Obviously, as with his previous statements, he was sorry for the effect his words had had, not for the words themselves.

Note 5 is interesting.
It was purely for the sake of this statement that I quoted the dialogue between Manuel and his Persian interlocutor. In this statement the theme of my subsequent reflections emerges.
The sentence referred to is
The decisive statement in this argument against violent conversion is this: not to act in accordance with reason is contrary to God's nature.

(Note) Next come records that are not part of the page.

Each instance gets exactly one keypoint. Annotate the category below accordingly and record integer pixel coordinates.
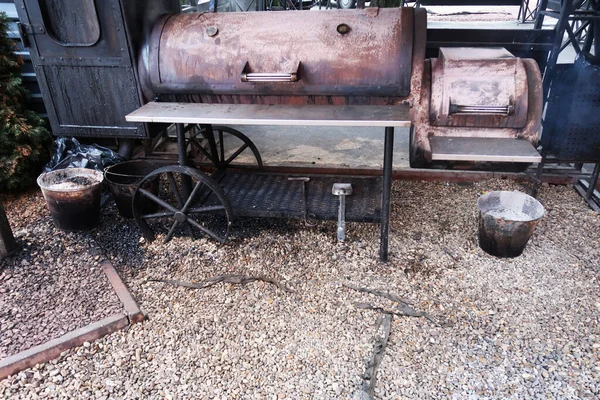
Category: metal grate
(270, 195)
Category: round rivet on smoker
(343, 29)
(212, 30)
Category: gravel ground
(51, 286)
(519, 328)
(472, 13)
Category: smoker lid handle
(268, 77)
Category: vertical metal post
(186, 183)
(341, 232)
(560, 28)
(386, 194)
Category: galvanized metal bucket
(73, 197)
(123, 179)
(507, 221)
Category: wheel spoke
(203, 150)
(157, 200)
(207, 231)
(222, 146)
(237, 153)
(205, 209)
(190, 199)
(171, 231)
(157, 215)
(174, 189)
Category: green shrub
(23, 139)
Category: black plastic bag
(69, 153)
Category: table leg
(386, 194)
(186, 184)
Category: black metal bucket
(507, 221)
(123, 179)
(73, 197)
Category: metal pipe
(186, 181)
(386, 194)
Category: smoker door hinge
(29, 29)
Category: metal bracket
(342, 190)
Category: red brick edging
(53, 348)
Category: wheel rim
(231, 147)
(186, 201)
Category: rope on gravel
(390, 296)
(401, 309)
(234, 279)
(382, 334)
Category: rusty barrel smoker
(482, 99)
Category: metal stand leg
(586, 189)
(386, 193)
(186, 184)
(592, 182)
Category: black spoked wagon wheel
(226, 147)
(186, 199)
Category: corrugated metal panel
(36, 102)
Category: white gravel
(521, 328)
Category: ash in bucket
(507, 221)
(73, 182)
(73, 197)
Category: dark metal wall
(85, 60)
(36, 101)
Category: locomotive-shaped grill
(205, 71)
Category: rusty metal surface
(423, 129)
(374, 58)
(486, 78)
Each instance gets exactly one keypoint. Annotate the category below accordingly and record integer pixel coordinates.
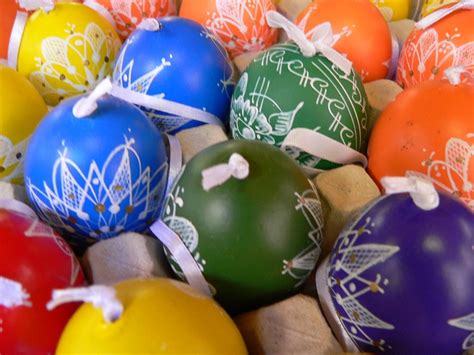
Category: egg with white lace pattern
(129, 13)
(240, 25)
(398, 271)
(177, 60)
(428, 52)
(21, 109)
(97, 176)
(66, 51)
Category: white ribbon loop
(149, 24)
(214, 176)
(421, 190)
(86, 106)
(32, 5)
(182, 255)
(322, 40)
(12, 294)
(453, 74)
(443, 12)
(170, 107)
(102, 297)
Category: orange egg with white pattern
(361, 33)
(240, 25)
(128, 14)
(428, 52)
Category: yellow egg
(160, 316)
(21, 109)
(67, 51)
(393, 10)
(432, 5)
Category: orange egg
(128, 14)
(8, 11)
(429, 130)
(427, 53)
(241, 25)
(361, 31)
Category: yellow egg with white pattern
(393, 10)
(21, 109)
(66, 51)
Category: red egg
(34, 256)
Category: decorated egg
(179, 74)
(429, 130)
(8, 11)
(65, 51)
(128, 14)
(361, 33)
(429, 51)
(393, 10)
(159, 316)
(97, 174)
(323, 120)
(254, 234)
(399, 274)
(21, 109)
(240, 25)
(35, 261)
(430, 6)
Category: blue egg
(97, 176)
(181, 62)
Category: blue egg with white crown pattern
(95, 177)
(181, 62)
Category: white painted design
(98, 202)
(247, 120)
(455, 170)
(354, 260)
(466, 323)
(301, 265)
(75, 64)
(234, 15)
(37, 229)
(12, 157)
(125, 12)
(440, 51)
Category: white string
(421, 190)
(15, 38)
(102, 297)
(149, 24)
(443, 12)
(12, 294)
(87, 105)
(182, 255)
(322, 41)
(32, 5)
(217, 175)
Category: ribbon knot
(421, 190)
(217, 175)
(443, 12)
(322, 40)
(12, 294)
(87, 105)
(103, 297)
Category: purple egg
(401, 279)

The rest of the paragraph reads
The editor, Theodore Khoury, observes: For the emperor, as a Byzantine shaped by Greek philosophy, this statement is self-evident. But for Muslim teaching, God is absolutely transcendent. His will is not bound up with any of our categories, even that of rationality.[6] Here Khoury quotes a work of the noted French Islamist R. Arnaldez, who points out that Ibn Hazm went so far as to state that God is not bound even by his own word, and that nothing would oblige him to reveal the truth to us. Were it God's will, we would even have to practise idolatry.[7]
Note 6 merely gives sources, but Note 7 refers us to later in the address, where he speaks of tendencies in late Medieval Christianity (Duns Scotus) towards the position of Ibn Hazm outlined above, tendencies not reflected in Church doctrine.
As opposed to this, the faith of the Church has always insisted that between God and us, between his eternal Creator Spirit and our created reason there exists a real analogy, in which - as the Fourth Lateran Council in 1215 stated - unlikeness remains infinitely greater than likeness, yet not to the point of abolishing analogy and its language.... [T]he truly divine God is the God who has revealed himself as logos and, as logos, has acted and continues to act lovingly on our behalf. Certainly, love, as Saint Paul says, "transcends" knowledge and is thereby capable of perceiving more than thought alone (cf. Eph 3:19); nonetheless it continues to be love of the God who is Logos....Consequently, Christian worship is, again to quote Paul - "λογικη λατρεία", worship in harmony with the eternal Word and with our reason (cf. Rom 12:1).
There is no softening of his position at all and the contrast remains between the Christian belief in a God who does not contradict our reason and the quoted Islamic belief in a God that is completely transcendent, that has no necessary connection to our reason.